Parker will retain his CFO role and will be responsible for internal operations. Wilmington will run worldwide field operations, according to a statement. Bhusri will lead the Pleasanton, Calif., company's product and technology strategy.

In related news, Parker said license revenues for the third quarter are expected to exceed $150 million, which was better than expected.

On a conference call, PeopleSoft officials were asked about the timing of Conway's dismissal, given the strong quarter. PeopleSoft's transaction committee made the decision last night, according to board member A. George "Skip" Battle.

"The very simple and plain reason is that over time the board has become increasingly concerned with Craig's leadership and essentially has lost confidence," said Battle on the call. "There's no smoking gun. There are no accounting irregularities. He is not terminated under the for-cause provisions in his contract. It's a matter of the board losing confidence in Craig, and when that happens one has to make a decision."

Battle briefly commented on Oracle's latest tender offer, noting that all decisions with respect to Oracle's tender offer have been made on the unanimous recommendation of the board's transaction committee.

Battle and the new PeopleSoft officials refused to comment further on the tender offer.

PeopleSoft and Redwood Shores, Calif.'s Oracle are locked in legal battle for possession of the company, which quickly became the No. 2 enterprise applications concern behind German leader SAP.

Oracle last Friday renewed its tender offer for the 11th time, bidding $21 per share for PeopleSoft. Under Conway, the company has rejected any offer out of hand.

The latest $7.7 billion offer was the third since Oracle reduced its takeover price from $26-per-share ($9.4 billion) for PeopleSoft and the first since a federal judge rejected a Department of Justice (DOJ) claim that the proposed merger would violate U.S. antitrust laws.

In September, U.S. District Court Judge Vaughn R. Walker ruled that the DOJ had failed to build a convincing case that the takeover would harm competition in the market for certain enterprise software applications. In a month-long trial, the DOJ repeatedly claimed the deal would create a monopoly in the enterprise resource planning (ERP) market, limiting choices to just SAP and Oracle.

In his ruling, Walker said the government failed to prove that outsourcing solutions, best of breed solutions and so-called mid-market vendors should be excluded from the relevant product market. Furthermore, he said the DoJ failed to establish that the area of effective competition is limited to the United States.

The DOJ has until early November to appeal.

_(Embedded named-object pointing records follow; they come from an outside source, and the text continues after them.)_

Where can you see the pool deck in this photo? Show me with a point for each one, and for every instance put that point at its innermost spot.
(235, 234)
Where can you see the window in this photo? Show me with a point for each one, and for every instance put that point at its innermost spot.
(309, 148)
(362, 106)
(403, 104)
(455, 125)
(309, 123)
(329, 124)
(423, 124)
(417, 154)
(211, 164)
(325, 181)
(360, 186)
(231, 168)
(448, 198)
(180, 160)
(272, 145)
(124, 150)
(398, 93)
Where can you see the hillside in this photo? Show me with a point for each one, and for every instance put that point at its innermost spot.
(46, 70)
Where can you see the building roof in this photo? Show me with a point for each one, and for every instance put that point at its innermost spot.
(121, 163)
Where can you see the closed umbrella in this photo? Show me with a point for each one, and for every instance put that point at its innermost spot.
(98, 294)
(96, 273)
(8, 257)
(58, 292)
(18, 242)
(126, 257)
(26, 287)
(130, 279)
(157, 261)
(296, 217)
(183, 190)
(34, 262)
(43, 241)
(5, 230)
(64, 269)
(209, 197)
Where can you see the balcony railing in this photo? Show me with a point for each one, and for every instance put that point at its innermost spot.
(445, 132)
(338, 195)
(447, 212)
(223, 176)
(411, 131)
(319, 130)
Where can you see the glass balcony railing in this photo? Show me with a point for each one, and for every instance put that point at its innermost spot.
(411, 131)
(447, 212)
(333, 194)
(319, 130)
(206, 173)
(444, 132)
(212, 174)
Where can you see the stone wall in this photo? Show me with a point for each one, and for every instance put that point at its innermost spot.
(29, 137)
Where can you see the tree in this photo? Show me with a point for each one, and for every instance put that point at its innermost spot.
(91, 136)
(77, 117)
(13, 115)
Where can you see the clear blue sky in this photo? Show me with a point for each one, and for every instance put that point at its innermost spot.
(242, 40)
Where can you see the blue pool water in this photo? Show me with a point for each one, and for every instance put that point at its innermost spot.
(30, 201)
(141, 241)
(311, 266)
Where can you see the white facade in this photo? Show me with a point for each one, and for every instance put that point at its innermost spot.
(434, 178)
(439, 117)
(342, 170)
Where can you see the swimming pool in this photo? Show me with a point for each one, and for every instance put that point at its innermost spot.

PeopleSoft has its own legal complaint against Oracle scheduled for jury trial Jan. 10. PeopleSoft alleges that Oracle has engaged in unfair business practices, including a campaign to mislead PeopleSoft's customers and disrupt its business. The company wants more than $1 billion in compensation plus punitive damages.

The European Union is also waiting to weigh in on the acquisition, with a decision possibly coming by the end of October.